I just moved to Arizona and am putting together my African cichlid tank. In my yard decorations I found some perfect river rocks for size and shape for my tank that are the exact color I have been looking for. The big catch is that I know that my yard has had pesticides and herbicides sprayed on or around these rocks. Is it safe to wash them off and use? Normally I might not risk it, but its hard to find the perfect rocks sometimes so I was curious if they are still possible to clean well enough.


----------



## Aulonocara_Freak (May 19, 2011)

When i got my rocks from a landscaping supply store i soaked them in BLEACH for 2-3 hours and then let them sit in the sun for 3 days then i soaked them in declorinater for 6 hours and then i put them in my tank. I would recommend you do this put let them soak in BLEACH for 5+ hours.


----------



## pancakeloach (Feb 4, 2008)

I would probably chance it after scrubbing them _really well_ with lots of running water, and using activated carbon in the filter, and making frequent water changes. I've used landscaping rock that has had pesticides sprayed in their vicinity and they didn't cause me any trouble. YMMV.


----------



## BillD (May 17, 2005)

I too would bleach them in a strong bleach solution, and if they are sun dried the dechlor isn't necessary.


----------



## Aulonocara_Freak (May 19, 2011)

BillD said:


> if they are sun dried the dechlor isn't necessary.


I know that! :lol: I am just VERY VERY VERY VERY VERY cautious.


----------



## pancakeloach (Feb 4, 2008)

Would bleach have any effect on chemical residues? I never bleach rocks unless they have algae on them, it seems unnecessary for rocks that have been kept on dry ground rather than immersed.


----------



## BillD (May 17, 2005)

Bleach would be unnecessary on rocks that were on dry ground.

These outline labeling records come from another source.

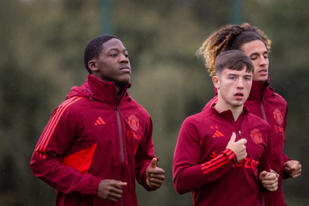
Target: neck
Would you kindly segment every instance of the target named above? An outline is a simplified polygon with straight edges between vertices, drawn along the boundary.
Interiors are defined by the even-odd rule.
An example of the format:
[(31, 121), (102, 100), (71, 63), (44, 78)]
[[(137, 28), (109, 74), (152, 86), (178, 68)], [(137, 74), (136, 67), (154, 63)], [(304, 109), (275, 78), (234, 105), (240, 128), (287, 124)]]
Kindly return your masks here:
[(214, 105), (214, 107), (220, 113), (228, 110), (231, 110), (234, 118), (234, 121), (236, 122), (243, 112), (243, 104), (239, 107), (233, 106), (230, 105), (225, 105), (223, 104), (220, 104), (220, 99), (218, 99), (218, 103)]

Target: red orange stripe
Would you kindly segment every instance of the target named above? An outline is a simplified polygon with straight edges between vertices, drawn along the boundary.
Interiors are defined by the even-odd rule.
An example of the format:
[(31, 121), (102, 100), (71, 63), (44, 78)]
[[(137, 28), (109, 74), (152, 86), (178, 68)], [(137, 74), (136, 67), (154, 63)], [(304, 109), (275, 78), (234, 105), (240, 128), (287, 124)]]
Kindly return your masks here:
[(40, 148), (37, 149), (37, 150), (36, 152), (36, 154), (39, 155), (40, 157), (43, 156), (43, 158), (45, 158), (46, 156), (45, 150), (47, 144), (61, 116), (69, 106), (82, 98), (83, 98), (83, 97), (75, 96), (69, 99), (68, 101), (64, 103), (62, 105), (60, 105), (59, 109), (57, 110), (57, 113), (52, 119), (51, 123), (49, 124), (46, 132), (44, 134), (43, 140), (40, 144)]
[(224, 152), (225, 155), (221, 154), (209, 162), (201, 165), (202, 170), (204, 170), (203, 171), (203, 174), (209, 172), (226, 164), (235, 155), (235, 153), (231, 149), (226, 149)]

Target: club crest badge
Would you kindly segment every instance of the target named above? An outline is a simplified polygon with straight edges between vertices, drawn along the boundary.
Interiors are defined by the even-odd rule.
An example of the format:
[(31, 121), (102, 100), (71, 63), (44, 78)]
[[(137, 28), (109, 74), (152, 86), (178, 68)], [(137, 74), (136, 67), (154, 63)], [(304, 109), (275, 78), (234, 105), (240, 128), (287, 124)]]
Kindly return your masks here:
[(128, 118), (128, 122), (130, 124), (133, 129), (136, 131), (138, 129), (139, 126), (139, 120), (134, 115), (131, 115)]
[(281, 124), (283, 121), (283, 118), (282, 117), (282, 114), (281, 112), (278, 109), (276, 109), (273, 113), (273, 118), (278, 124)]
[(263, 139), (262, 138), (262, 133), (257, 129), (252, 130), (250, 135), (252, 140), (256, 144), (259, 144), (262, 143)]

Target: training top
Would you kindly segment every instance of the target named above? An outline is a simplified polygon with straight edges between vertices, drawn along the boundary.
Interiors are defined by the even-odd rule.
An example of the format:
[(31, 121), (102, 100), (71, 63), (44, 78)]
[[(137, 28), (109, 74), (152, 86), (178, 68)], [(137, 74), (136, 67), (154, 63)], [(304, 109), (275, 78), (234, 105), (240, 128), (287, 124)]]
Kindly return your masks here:
[[(288, 114), (286, 102), (282, 96), (275, 92), (269, 84), (269, 78), (263, 83), (253, 81), (250, 94), (244, 105), (253, 114), (266, 120), (270, 125), (271, 135), (271, 156), (270, 168), (280, 175), (278, 189), (274, 192), (261, 193), (260, 201), (262, 206), (284, 206), (283, 191), (281, 180), (289, 176), (284, 172), (283, 164), (290, 160), (283, 154), (285, 140), (285, 129)], [(206, 104), (203, 110), (210, 107), (218, 100), (217, 90), (215, 97)]]
[[(226, 148), (232, 133), (246, 138), (247, 157), (237, 162)], [(174, 186), (180, 194), (192, 191), (193, 205), (260, 205), (258, 180), (269, 171), (270, 131), (265, 121), (244, 107), (235, 122), (231, 110), (213, 106), (184, 122), (173, 162)]]
[[(57, 190), (56, 206), (138, 205), (135, 180), (147, 191), (146, 170), (154, 157), (152, 123), (129, 95), (92, 75), (56, 109), (30, 162), (37, 177)], [(104, 179), (128, 183), (116, 203), (97, 198)]]

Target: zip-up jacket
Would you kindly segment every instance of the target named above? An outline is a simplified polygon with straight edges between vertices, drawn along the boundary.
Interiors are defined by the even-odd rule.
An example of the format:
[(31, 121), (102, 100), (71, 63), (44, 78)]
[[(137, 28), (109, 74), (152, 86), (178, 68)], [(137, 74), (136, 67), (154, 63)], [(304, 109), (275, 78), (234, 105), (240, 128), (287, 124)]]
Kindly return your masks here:
[[(232, 133), (242, 138), (248, 155), (237, 162), (226, 149)], [(180, 194), (192, 191), (193, 205), (260, 205), (258, 191), (265, 191), (259, 176), (269, 171), (270, 128), (244, 107), (237, 120), (227, 110), (214, 107), (184, 121), (173, 162), (174, 186)]]
[[(135, 180), (147, 191), (146, 170), (154, 155), (152, 123), (113, 82), (92, 75), (74, 86), (52, 112), (30, 162), (36, 176), (57, 190), (55, 205), (138, 205)], [(102, 180), (126, 182), (116, 203), (99, 199)]]
[[(265, 83), (253, 81), (250, 94), (244, 105), (250, 112), (266, 120), (270, 126), (271, 132), (271, 147), (270, 168), (279, 175), (278, 189), (274, 192), (260, 194), (262, 206), (284, 206), (283, 192), (281, 187), (282, 179), (288, 178), (284, 172), (283, 164), (290, 159), (283, 154), (283, 146), (285, 140), (285, 128), (288, 113), (286, 102), (281, 96), (275, 93), (269, 86), (269, 77)], [(205, 106), (203, 110), (215, 103), (218, 95), (215, 96)]]

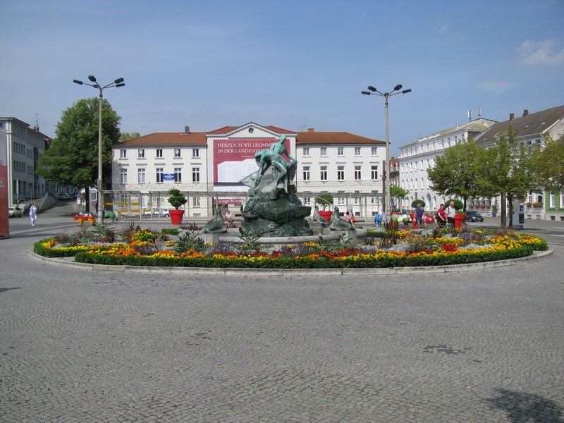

However, these rocks had pesticides and bleach is a powerful oxidant and will burn up all sorts of organics, natural and man made.


----------



## mccluggen (Jul 5, 2008)

This is one instance when I would suggest using some soap on the rocks. A lot of pesticides use oil as a carrier to make them moisture resistant. Scrub them down with some soapy water and a stiff bristled brush, then rinse them well. After rinsing use some vinegar and water to rinse them again.

The soap will help to emulsify any oils that may be on the rocks, and the vinegar will help to break down any soapy residue that may be left behind. Then you can bleach them and leave them in the sun to dry if you are still worried, but honestly after soap and vinegar they will probably be fine.


----------